Lady Leaders: Times Blog Asks Why There Aren’t More Women Top Docs

Photo by Alex E. Proimos via Flickr.com.

Danielle Ofri, a doctor writing Thursday on the New York Times‘ Well blog, considers why women haven’t ascended the top ranks of the medical field as much as men.

The post starts off with an anecdote about how bathroom-door reversal — which makes ingress and egress easier for pregnant women and those with bags and purses — was perceived by her medical suite as a victory for the women workers.

“Upon witnessing my daily struggle to wedge myself and my soon-to-be-born offspring into the stall, my female office mates began a petition to reverse the bathroom doors,” Ofri wrote. “Admittedly there are more pressing needs in medicine, but the administrators, secretaries and members of the clerical staff rallied to the cause, and eventually victory was achieved just before my son was born. We even had a party to celebrate the now-famed reversal of the doors. All the women from the suite attended.”

At that time, Ofri then realized that “of all of the women who worked in that suite of 30-odd offices, I was the only physician; every other woman was administrative. As I mentally surveyed the men who had offices in the suite, all but one were doctors and all were in the upper echelons of the department.”

She points out that women now comprise some 50 percent of all medical students and 33 percent of medical faculty, but that ” they are nearly absent in the upper ranks. A recent review in The Journal of General Internal Medicine showed that only 4 percent of full professors are women. Only 12 percent of department chiefs are women.
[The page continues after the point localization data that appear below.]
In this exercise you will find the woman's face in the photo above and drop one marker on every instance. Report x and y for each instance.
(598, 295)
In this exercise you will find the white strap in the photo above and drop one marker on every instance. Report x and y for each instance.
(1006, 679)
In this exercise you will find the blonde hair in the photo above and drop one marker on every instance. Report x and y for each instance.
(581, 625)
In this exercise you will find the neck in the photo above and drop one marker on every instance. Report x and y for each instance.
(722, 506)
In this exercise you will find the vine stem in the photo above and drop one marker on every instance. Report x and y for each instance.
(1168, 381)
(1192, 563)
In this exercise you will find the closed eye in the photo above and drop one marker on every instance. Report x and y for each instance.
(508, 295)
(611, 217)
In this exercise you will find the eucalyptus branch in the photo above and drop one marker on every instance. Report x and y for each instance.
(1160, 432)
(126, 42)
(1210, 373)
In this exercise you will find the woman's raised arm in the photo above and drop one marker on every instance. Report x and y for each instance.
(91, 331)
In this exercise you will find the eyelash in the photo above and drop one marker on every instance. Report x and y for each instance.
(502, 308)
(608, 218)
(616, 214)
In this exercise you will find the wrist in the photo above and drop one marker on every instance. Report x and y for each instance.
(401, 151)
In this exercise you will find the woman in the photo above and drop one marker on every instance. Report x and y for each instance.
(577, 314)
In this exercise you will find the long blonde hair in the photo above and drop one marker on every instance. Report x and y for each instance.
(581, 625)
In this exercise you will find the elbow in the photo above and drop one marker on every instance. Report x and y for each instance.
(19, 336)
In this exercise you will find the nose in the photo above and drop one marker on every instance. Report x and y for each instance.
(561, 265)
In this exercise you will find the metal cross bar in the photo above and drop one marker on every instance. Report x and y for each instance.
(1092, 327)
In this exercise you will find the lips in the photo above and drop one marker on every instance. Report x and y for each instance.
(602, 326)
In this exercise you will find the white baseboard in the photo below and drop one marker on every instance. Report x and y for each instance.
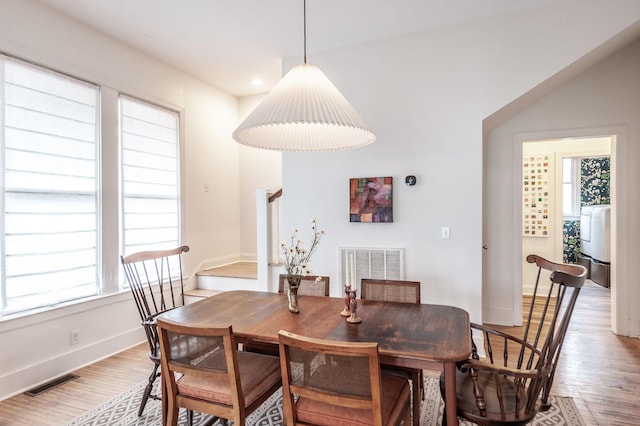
(19, 381)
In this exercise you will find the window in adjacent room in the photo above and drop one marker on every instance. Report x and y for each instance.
(150, 176)
(49, 140)
(571, 187)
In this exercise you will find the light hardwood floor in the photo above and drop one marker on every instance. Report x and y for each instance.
(599, 369)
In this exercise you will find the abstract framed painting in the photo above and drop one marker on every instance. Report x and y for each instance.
(371, 199)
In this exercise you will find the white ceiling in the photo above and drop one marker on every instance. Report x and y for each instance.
(228, 43)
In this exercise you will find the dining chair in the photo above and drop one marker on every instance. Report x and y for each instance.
(203, 371)
(339, 383)
(497, 389)
(156, 281)
(405, 292)
(310, 285)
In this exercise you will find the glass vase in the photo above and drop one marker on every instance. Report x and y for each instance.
(293, 284)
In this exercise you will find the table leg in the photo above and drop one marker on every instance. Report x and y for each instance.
(450, 393)
(164, 399)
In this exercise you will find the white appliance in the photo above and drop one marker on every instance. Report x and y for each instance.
(601, 234)
(595, 241)
(585, 230)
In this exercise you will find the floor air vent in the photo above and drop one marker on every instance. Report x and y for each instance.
(51, 384)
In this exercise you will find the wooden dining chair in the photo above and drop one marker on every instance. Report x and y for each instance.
(339, 383)
(203, 371)
(499, 390)
(310, 285)
(405, 292)
(156, 281)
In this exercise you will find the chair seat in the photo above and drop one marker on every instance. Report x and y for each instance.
(394, 391)
(466, 401)
(258, 373)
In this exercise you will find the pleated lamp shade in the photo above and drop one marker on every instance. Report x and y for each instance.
(304, 112)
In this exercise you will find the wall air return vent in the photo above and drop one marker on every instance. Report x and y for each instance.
(357, 263)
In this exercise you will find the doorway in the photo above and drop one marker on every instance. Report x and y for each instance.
(558, 209)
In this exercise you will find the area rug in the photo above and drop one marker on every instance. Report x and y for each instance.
(123, 411)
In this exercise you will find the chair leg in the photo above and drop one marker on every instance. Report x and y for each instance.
(147, 389)
(416, 396)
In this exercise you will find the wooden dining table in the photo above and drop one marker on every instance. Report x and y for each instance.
(411, 335)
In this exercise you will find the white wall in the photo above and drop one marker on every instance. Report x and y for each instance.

In the survey, men and women were engaged in their work to a similar degree, and both groups had comparable aspirations for leadership roles.”

Generally speaking, Ofri argued, women still don’t “feel the same sense of inclusion in the medical world as men.”

She asks why, providing the kind of constructive, nuanced explanation that could help ameliorate this problem.

Though I do take issue with the claim that direct bias doesn’t play a large role — let’s face it, ladies: boys clubs are still big in most profesh fields — she points to other issues that we must address.

As indicated in Anne-Marie Slaughter’s Atlantic cover story, workplace culture generally isn’t family friendly, disproportionately disadvantaging women.

Why, you might ask?

As study after study points out, the burden of household and family duties do typically fall on women.

This, of course, can be a hurdle in career mobility, as “peak career-building years overlap with peak family-building years.”

This makes total sense.

If we’re going to change the American workplace so that it reflects positive attitudes about gender and employment — that women are as capable and have as important a role as men — society either needs to reconsider the distribution of parenting and households tasks or examine core tenets of workplace culture.

Here’s what I’m not to sure about:

Ofri also alludes to the notion of “‘possible selves.’”

“There is also the idea of ‘possible selves.’ If you see lots of women who are doctors, a teenager can imagine that for herself as a possible life,” she writes. “But if you never see any women leading a department, it’s much harder for a junior faculty member to envision that job as a possibility.”

While I’m not doubting that possible selves probably play a role in psychological development, I’m not entirely sold that it’s DEF make-or-break for an individual, since there’s a fair amount of observational (and probably empirical) evidence that would suggest otherwise.

That’s to say, if possible selves were a SUPER strong predictor of human behavior, how do we explain away the many individuals who transcended the societally-proferred notions of what they should/should not be (based upon gender, race, class, etc.) and become what they wanted anyway?

Then again, that’s kind of a clusterfuck of a question, as it goes back to the whole nature/nurture debate that will never, ever be solved.